The Warren Buffet-backed carmaker is zipping into pole position largely by undercutting Tesla’s hefty price tag.
For instance, Tesla’s fully electric midsize SUV, the Model Y, costs about $65,400, while BYD’s Atto 3 sells for between $48,880 and $51,011 depending on the battery size.
BYD also offers higher-volume models that cost much less than what Tesla charges for its cheapest Model 3 sedan in China.
In the last quarter, the company sold 431,600 vehicles — just 3,500 fewer than Tesla delivered.
“The competitive landscape of the auto industry has changed,” Bridget McCarthy, head of China operations for Shenzhen-based hedge fund Snow Bull Capital, which has invested in both BYD and Tesla, told Bloomberg.
“It’s no longer about the size and legacy of auto companies; it’s about the speed at which they can innovate and iterate. BYD began preparing long ago to be able to do this faster than anyone thought possible, and now the rest of the industry has to race to catch up.”
However, US shoppers won’t find many BYD passenger cars on US roads.
Aside from targeting China’s massive population, the company currently ships EVs to Mexico and Costa Rica in North American and select European markets that include the UK, Germany and Norway.
The vehicles are also available in Singapore, Thailand, the UAE, Japan, Australia and Brazil.
Founded by Wang Chuanfu in 1995 as a maker of rechargeable batteries, the Shenzhen-based conglomerate diversified into consumer electronics, cellphones and, finally, electric vehicles in 2008.
Musk had initially scoffed at the upstart rival.
“Have you seen their cars?” he laughed in a 2011 TV interview that recently resurfaced.
However, the mogul changed his tune earlier this year, admitting in an X post that BYD’s “cars are highly competitive these days.”
Buffett never underestimated the brand.
In 2008, Berkshire Hathaway invested about $230 million for an almost 10% stake in BYD, which has since soared roughly 35-fold, to around $8 billion, according to Bloomberg.
In recent years, the Chinese automaker has also lured top talent away from other luxury car companies, including Ferrari’s head of exterior design, a top designer for Mercedes-Benz and Wolfgang Egger, who joined as design chief in 2016 — a role he previously held at Audi and Alfa Romeo, Bloomberg reported.
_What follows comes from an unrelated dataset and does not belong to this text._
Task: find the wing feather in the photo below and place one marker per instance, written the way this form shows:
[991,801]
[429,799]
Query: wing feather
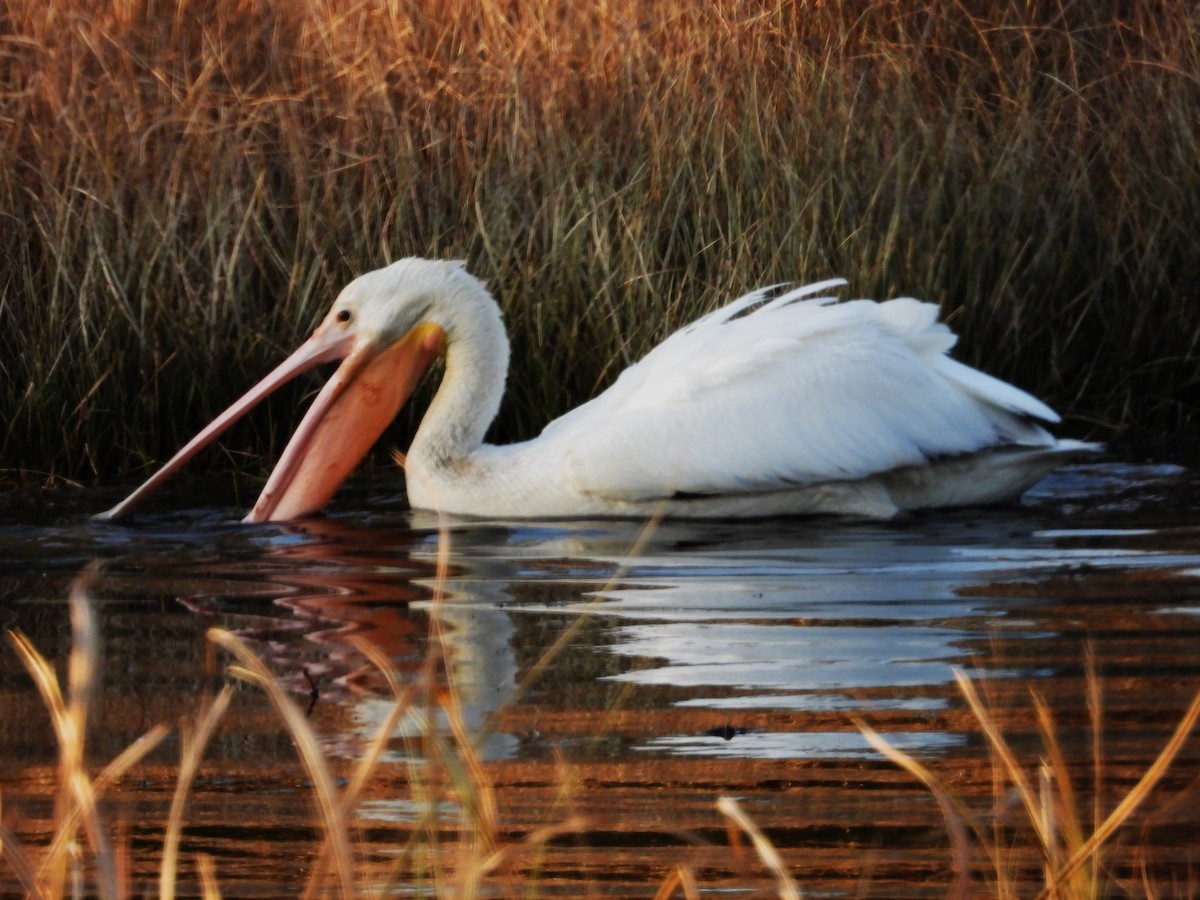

Though the gap between BYD and Tesla is widening in China, Bloomberg said that replicating a runaway success in the US could be tricky.
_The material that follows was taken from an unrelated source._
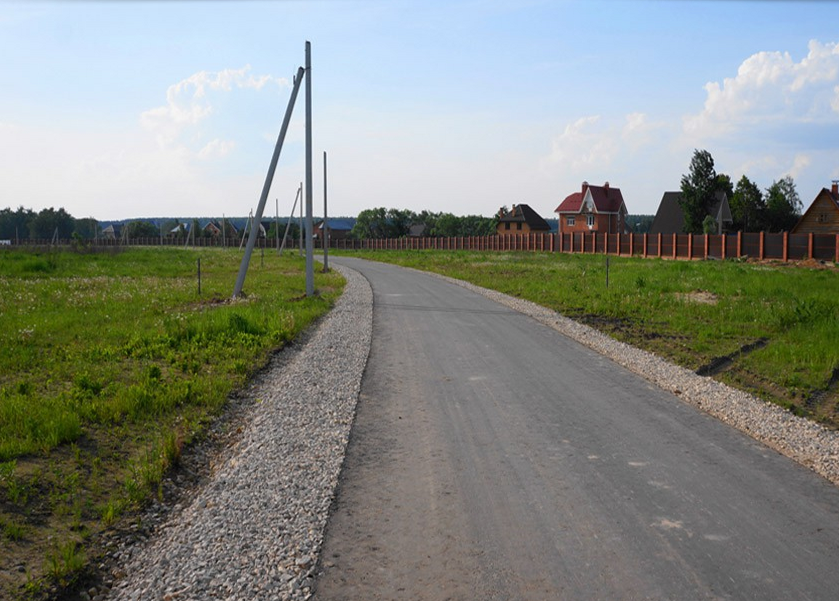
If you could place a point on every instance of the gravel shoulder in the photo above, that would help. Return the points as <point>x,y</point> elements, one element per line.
<point>255,529</point>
BYD has started making some inroads in the US, opening a manufacturing facility in Lancaster, Calif., where electric buses and motor coaches are made in the 556,000-square-foot facility.
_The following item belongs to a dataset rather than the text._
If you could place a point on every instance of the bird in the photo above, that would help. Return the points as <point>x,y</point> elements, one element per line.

Analysts at Bernstein are projecting BYD to bring in $112 billion next year, according to Bloomberg — a hair below the $114 billion in sales Tesla is projected to rake in despite a recent drop in sales growth.
In the third quarter ended Sept. 30, Tesla produced 435,000 cars — down from 466,000 in the second quarter.
Gordon Johnson, the CEO of GLJ Research and a longtime Tesla skeptic, told The Post following the release of Tesla’s third-quarter earnings that the company’s financial metrics looked increasingly “fugazy.”
“I don’t want to say Tesla is going out of business, but it’s grossly overvalued,” Johnson said.
The Post has sought comment from BYD and Tesla.